Ashenden felt compelled to share out up against the Quran reading, that he thought to be “a fairly serious error.”
“To have a reading from the Koran at that point was a fairly serious error for the Christian worshipping community, but to decide on the reading they chose doubled the error,” he told BBC Radio 4 in an interview. "Of all passages you could have read likely to cause offense, that was one of the most problematic.”

In a letter he wrote for The Times, he also demanded that the church apologizes to Christians who are enduring intense persecution from Muslims.

"The challenge with what actually happened in Glasgow was that even though it was presented as a way of building bridges and a way of educating people it was done badly in the wrong way in the wrong place in the wrong context.,” he said. “It must not occur in the Holy Eucharist specifically a Eucharist whose principal purpose is to celebrate Christ the word made flesh come into the world.”
Ashenden said he made a decision to resign after meeting with officials from Buckingham Palace.

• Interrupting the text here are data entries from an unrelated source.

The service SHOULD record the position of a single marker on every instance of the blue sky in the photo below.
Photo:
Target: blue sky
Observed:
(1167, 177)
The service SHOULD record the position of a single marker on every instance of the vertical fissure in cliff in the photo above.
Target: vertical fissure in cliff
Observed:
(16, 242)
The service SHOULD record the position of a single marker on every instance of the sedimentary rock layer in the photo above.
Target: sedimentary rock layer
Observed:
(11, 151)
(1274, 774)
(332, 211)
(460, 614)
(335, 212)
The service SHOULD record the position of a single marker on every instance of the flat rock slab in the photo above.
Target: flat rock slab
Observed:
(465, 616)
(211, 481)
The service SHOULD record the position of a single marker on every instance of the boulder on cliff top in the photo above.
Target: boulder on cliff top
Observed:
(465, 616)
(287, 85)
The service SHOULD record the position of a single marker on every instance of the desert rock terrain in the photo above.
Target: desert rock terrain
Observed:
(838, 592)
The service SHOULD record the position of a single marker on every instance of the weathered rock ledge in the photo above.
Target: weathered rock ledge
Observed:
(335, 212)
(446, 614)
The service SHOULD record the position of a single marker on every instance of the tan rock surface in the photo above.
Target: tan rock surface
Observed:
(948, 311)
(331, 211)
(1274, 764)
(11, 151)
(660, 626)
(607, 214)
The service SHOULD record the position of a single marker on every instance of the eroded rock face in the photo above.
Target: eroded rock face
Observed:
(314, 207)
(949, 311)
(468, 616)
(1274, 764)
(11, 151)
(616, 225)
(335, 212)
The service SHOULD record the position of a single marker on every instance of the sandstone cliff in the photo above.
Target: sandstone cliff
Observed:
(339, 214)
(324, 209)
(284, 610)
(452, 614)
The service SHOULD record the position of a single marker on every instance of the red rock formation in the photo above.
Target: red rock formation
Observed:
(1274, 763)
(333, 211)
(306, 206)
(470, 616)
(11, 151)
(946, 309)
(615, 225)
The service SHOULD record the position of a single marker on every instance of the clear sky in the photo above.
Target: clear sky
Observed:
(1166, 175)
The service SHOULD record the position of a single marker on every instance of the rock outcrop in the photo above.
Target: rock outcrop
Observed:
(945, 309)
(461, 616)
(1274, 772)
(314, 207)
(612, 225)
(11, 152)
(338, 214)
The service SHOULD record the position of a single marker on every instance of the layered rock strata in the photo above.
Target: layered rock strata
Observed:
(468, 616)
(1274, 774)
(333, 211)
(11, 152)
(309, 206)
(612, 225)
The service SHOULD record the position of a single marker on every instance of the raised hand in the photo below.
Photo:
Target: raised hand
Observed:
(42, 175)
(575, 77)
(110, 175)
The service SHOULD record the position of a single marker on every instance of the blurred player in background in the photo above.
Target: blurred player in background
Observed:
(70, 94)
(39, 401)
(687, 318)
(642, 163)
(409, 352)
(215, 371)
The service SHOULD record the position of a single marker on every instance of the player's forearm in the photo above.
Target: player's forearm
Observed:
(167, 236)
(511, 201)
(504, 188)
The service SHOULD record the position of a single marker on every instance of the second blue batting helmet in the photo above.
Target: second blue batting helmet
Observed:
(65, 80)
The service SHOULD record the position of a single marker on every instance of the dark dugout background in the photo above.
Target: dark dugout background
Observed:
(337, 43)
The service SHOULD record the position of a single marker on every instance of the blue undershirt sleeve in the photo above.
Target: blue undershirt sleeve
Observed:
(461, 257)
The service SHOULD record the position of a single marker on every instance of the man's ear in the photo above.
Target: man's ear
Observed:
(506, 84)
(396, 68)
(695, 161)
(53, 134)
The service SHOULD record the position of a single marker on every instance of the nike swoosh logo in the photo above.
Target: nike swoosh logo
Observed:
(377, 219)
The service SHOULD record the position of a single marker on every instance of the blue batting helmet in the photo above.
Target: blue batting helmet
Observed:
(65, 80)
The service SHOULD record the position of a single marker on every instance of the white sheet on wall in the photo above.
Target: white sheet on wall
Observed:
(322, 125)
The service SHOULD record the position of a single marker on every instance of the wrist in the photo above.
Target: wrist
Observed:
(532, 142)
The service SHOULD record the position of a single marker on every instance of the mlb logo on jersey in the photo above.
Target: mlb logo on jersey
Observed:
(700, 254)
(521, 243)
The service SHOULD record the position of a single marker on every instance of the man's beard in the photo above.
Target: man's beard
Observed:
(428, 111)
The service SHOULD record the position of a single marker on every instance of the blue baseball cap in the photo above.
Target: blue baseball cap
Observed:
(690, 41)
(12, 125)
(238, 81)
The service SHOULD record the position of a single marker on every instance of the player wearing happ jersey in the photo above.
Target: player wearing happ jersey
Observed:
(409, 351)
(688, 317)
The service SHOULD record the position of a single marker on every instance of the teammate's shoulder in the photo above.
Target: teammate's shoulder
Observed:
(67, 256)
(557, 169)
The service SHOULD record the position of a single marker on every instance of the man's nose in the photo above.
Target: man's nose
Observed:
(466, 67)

The Scottish Episcopal Church released an announcement stating that while developing strong interfaith relationships is one of the commitments of the church to cultivate the work of reconciliation, efforts to do so “must be founded on truth.”

“We approach others with open hearts but we stand in the truth of the gospel of our Lord and Saviour Jesus Christ,” the Scottish Episcopal Church said. “Those who are looking for to operate in the area of interfaith relationships must consider thoroughly perhaps the choices which they make are suitable or otherwise.”